Kemudian terdengar ketukan pintu, “Permisi, Tuan Archibald.”
“Masuklah.”
C.C memasuki ruangan. Ia menatap ke jendela, kemudian
beralih ke Archibald.
“Dengan ini, kita akan menarik perhatian orang-orang dari
pemerintahan. Anda tidak masalah dengan ini?”
Archibald menjawab, “Menurut pemberitahuan wanita itu,
beberapa orang agen sudah dikirim kemari. Namun itu tidak jadi soal. Mereka
akan terbunuh sebelum menyadari apa yang terjadi di sini.”
“Anda benar-benar optimis…” C.C terdengar sedikit kesal.
Kemudian keadaan menjadi hening, sebelum wanita itu mulai
berbicara lagi.
“Bagaimana menurut anda?”
“Apanya?”
“Tentang apa yang kita lakukan ini. Menurutmu, apa kita akan
benar-benar menghasilkan sesuatu dari ini?”
Archibald kemudian tertawa perlahan, “Kau pesimis sekali.
Asal kau tahu saja, ini adalah sebuah awal dari revolusi. Sebuah awal dari
zaman yang baru.”
“Revolusi… Ya?”
Lelaki itu kemudian menatap ke arah jendela, ke arah langit
malam yang berkilau. Bunyi sirene dari kejauhan terdengar samar.
“Ini baru awal. Roda takdir akan mulai berputar setelah ini,
menyeret orang-orang yang terlibat dalam semua ini. Nanti akhirnya,
kekuatan-kekuatan besar akan jatuh. Konflik tak akan terelakkan lagi. Dunia
akan ‘berputar’. Berputar, seperti keinginan orang itu…”

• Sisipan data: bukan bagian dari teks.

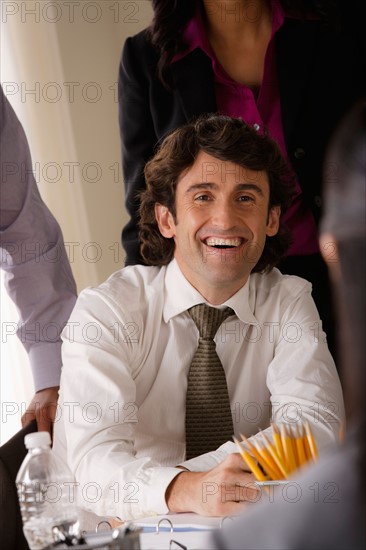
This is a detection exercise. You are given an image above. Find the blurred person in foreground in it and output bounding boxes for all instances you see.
[210,101,366,550]
[0,87,76,433]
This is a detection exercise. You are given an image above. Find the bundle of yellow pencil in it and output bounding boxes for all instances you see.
[234,423,318,481]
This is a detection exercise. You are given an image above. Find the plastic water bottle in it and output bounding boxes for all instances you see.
[16,432,79,550]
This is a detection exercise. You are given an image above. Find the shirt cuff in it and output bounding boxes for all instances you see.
[179,441,238,472]
[28,342,61,392]
[137,466,184,516]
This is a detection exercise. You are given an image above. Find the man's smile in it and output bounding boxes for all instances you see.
[202,237,246,249]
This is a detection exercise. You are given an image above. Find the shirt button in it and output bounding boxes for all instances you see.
[314,195,323,208]
[294,147,306,159]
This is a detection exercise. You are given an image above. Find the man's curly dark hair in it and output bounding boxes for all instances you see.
[140,114,295,271]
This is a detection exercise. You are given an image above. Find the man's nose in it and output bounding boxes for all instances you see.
[212,202,236,229]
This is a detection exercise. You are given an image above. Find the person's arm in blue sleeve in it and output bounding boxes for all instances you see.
[0,89,76,438]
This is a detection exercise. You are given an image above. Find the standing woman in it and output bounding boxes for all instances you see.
[119,0,366,354]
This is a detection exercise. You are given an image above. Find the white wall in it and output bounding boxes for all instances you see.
[0,0,152,442]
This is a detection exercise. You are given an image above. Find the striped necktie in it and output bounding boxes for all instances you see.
[186,304,234,460]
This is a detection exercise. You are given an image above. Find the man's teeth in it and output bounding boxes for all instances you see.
[206,237,242,246]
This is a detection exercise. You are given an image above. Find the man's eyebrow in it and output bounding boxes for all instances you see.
[185,182,264,197]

“Anda selalu bilang begitu.”
“Akan kuanggap itu sebagai pujian.” Kata Archibald sambil
menyeringai.
***
1 Maret, Pukul 20.00
Telepon berbunyi ketika Profesor Jensen mematikan televisi
yang menayangkan berita ‘hujan debu’ yang terjadi di Kota San Cielo. Ia
sebenarnya tidak ingin bicara dengan siapapun karena dirinya dipenuhi rasa
frustasi. Namun entah kenapa telepon itu bagaikan menarik dirinya. Akhirnya,
dengan setengah hati ia menangkat teleponnya.
“Hello, Mister
Jensen.” Terdengar suara seorang wanita. Profesor Jensen mengenali suara itu.
“Freya #2…”
“Kau pasti tahu kenapa aku meneleponmu bukan?”
Jensen tidak menjawab.
“Moshi-moshi?
Profesor?”
Jensen mengepalkan tangan kirinya yang berkeringat.

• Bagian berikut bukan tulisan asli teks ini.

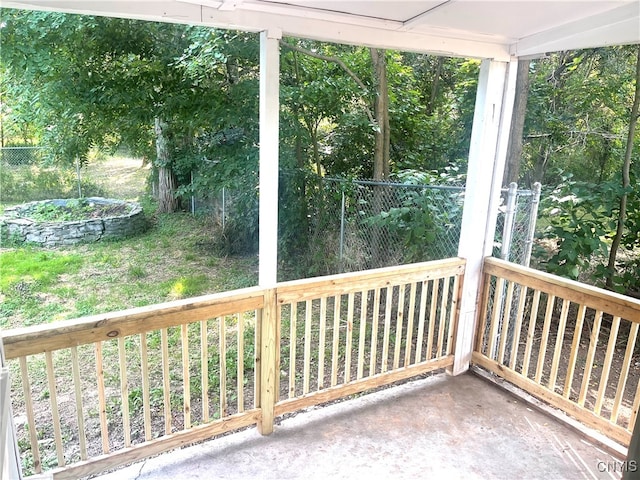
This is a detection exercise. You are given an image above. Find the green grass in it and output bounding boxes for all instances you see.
[0,199,257,328]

“Aku tahu, ‘karya besar’mu sedang digunakan sekarang.
Efeknya… Yah, tepat seperti hasil penelitianmu. Aku yakin, sekarang di dalam hatimu
kau menari dengan bahagia karena semuanya berjalan dengan lancar, bukan?”
Jensen tidak bisa menahan amarahnya lagi, “Jangan bercanda!
Aku tidak ingin semuanya jadi seperti ini! Ini bukan harapanku!”
Wanita itu kemudian tertawa kecil, “Begitu? Padahal kau
adalah penciptanya. ‘Dia’ akan sedih jika mendengar ini.”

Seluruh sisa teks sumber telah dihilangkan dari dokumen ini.